Morgan Stanley: What’s Coming To Commercial Real Estate Will Be Worse Than The 2008 Financial Crisis

commercial real estate crisis

Business space for rent in Boston, Sept. 2, 2020. (AP /Steven Senne, File)

More than 6 million U.S. households lost their homes to foreclosure during the residential real estate disaster of the Great Financial Crisis, but an investment officer at Morgan Stanley, a Big 4 investment bank, predicts that what’s coming for commercial real estate will be worse.

Lisa Shalett, the chief investment officer for Morgan Stanley Wealth Management, said she sees a wipeout of office properties with vacancy rates close to a 20-year high.

“MS & Co. analysts forecast a peak-to-trough CRE price decline of as much as 40 percent, worse than in the Great Financial Crisis,” Shalett wrote in the weekly Global Investment Committee note, Yahoo Finance reported.

If that happens, Shalett said, the trickle-down distress will hurt landlords, the bankers who lend to them, business communities, private capital funders, and owners of underlying securities.
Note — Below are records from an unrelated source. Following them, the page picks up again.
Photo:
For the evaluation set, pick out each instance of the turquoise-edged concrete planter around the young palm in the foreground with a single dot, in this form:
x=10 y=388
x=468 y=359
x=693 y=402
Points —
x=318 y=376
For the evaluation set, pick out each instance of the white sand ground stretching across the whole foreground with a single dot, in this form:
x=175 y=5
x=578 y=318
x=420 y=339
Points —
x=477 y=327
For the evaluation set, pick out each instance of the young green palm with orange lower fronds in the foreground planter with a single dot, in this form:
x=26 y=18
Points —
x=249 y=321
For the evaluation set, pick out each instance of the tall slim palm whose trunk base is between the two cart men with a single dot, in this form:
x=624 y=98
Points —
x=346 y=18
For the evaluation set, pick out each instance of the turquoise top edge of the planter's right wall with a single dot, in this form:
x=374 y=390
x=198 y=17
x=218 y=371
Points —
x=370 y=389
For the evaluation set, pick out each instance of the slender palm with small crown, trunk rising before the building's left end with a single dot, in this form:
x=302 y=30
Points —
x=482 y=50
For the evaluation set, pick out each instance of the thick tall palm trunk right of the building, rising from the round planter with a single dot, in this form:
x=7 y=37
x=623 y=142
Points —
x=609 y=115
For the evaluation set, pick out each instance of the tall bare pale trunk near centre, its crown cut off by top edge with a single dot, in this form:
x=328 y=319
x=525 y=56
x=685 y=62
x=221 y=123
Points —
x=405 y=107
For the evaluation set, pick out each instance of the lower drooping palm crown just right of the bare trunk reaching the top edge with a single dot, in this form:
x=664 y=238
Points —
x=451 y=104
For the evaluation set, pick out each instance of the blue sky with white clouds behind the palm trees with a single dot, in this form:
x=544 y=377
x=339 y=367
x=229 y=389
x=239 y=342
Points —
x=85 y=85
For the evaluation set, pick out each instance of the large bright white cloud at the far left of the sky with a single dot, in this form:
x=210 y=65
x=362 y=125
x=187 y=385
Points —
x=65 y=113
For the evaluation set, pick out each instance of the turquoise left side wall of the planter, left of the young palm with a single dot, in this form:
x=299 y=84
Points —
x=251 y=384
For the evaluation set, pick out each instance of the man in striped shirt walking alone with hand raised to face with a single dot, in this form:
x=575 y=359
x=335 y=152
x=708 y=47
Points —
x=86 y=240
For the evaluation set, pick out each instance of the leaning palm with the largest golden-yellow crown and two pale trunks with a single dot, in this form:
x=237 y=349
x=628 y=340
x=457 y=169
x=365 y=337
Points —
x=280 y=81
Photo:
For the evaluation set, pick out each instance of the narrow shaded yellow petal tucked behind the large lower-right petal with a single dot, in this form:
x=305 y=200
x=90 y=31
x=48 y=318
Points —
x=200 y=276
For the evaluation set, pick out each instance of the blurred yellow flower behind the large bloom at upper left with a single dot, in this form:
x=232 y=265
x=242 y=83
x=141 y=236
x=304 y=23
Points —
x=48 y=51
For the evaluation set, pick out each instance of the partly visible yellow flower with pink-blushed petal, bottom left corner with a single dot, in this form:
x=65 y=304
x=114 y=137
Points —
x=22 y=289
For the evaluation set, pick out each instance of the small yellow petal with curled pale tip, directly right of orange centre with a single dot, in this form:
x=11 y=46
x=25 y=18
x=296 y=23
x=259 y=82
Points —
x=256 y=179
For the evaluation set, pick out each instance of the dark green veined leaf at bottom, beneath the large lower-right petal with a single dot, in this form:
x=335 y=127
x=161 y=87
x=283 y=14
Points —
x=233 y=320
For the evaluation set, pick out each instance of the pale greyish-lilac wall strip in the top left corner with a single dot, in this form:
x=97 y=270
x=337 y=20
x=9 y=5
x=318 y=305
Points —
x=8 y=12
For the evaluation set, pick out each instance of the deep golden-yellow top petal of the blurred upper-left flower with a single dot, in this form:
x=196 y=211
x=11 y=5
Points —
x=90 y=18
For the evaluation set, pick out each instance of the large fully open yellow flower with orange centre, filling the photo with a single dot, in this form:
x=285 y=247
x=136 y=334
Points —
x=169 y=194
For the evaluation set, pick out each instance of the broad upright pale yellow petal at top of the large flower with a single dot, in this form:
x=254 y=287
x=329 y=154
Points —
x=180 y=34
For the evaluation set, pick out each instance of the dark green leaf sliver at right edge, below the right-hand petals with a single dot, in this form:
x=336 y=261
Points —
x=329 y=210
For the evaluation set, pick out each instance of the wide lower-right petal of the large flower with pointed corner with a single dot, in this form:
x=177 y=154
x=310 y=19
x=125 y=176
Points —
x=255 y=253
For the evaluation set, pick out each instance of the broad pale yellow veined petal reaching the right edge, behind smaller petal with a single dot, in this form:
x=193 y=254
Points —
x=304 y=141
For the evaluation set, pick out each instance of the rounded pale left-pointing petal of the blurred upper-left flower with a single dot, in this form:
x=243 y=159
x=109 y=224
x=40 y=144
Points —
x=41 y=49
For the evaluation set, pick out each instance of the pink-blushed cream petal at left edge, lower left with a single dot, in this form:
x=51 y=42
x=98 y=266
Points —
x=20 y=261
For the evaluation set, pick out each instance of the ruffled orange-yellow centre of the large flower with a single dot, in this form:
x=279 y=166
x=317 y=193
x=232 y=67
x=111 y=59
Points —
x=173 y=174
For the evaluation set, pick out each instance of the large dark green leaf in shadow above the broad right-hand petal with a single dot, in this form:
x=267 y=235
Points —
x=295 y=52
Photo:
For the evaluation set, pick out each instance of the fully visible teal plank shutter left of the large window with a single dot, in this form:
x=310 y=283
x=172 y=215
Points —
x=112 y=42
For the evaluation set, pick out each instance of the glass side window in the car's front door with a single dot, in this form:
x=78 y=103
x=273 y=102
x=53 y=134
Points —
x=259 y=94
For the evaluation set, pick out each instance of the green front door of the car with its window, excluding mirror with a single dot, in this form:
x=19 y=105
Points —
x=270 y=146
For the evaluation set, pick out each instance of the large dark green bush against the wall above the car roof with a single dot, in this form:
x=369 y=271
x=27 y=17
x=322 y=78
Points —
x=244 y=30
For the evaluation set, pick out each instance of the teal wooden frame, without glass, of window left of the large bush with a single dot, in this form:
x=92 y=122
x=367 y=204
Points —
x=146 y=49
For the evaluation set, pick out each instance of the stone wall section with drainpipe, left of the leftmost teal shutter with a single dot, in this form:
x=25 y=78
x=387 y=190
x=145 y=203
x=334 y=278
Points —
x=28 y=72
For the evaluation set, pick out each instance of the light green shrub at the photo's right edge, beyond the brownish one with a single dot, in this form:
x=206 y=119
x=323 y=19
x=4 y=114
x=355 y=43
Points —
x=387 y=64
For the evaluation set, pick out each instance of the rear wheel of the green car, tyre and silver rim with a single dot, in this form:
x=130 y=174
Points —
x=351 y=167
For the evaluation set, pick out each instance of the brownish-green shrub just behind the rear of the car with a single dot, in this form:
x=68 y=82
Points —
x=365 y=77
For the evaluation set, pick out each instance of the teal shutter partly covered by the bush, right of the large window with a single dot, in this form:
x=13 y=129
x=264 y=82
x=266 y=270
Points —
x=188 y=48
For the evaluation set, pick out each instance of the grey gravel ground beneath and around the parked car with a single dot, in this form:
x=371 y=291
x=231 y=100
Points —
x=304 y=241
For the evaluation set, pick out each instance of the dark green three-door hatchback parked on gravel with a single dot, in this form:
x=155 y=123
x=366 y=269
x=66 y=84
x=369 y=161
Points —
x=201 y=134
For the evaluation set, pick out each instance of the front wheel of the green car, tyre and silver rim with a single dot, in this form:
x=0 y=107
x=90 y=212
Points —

Tech and consumer discretionary sectors will not be immune, she said.

Already hit hard by the covid-era shift to remote work that brought rising vacancy rates and falling property values, the commercial real estate market faces a “huge hurdle” with refinancing in the face of rising interest rates, according to Shalett.

“More than 50% of the $2.9 trillion in commercial mortgages will need to be renegotiated in the next 24 months when new lending rates are likely to be up by 350 to 450 basis points,” Shalett wrote.

Regional banks, which accounted for 70-to-80 percent of all new loan originations in the past cycle, are especially vulnerable in the current economy, as evidenced by the collapse of three midsize banks in the space of a week in March. Silicon Valley Bank and Signature Bank saw a run on the bank. First Republic Bank‘s credit rating was downgraded on fears it could suffer the same fate.

Investors worry that the entire U.S. financial system is at risk if nervous depositors decide to move their money to bigger banks.

Tighter lending standards for the commercial real estate market are expected, Fortune reported, and are already in place with the Federal Reserve raising interest rates to try and lower inflation. The banking crisis is expected to exacerbate the existing lack of liquidity. That will increase the risk of defaults, distress, and delinquencies in an industry built largely built on debt, experts previously told Fortune.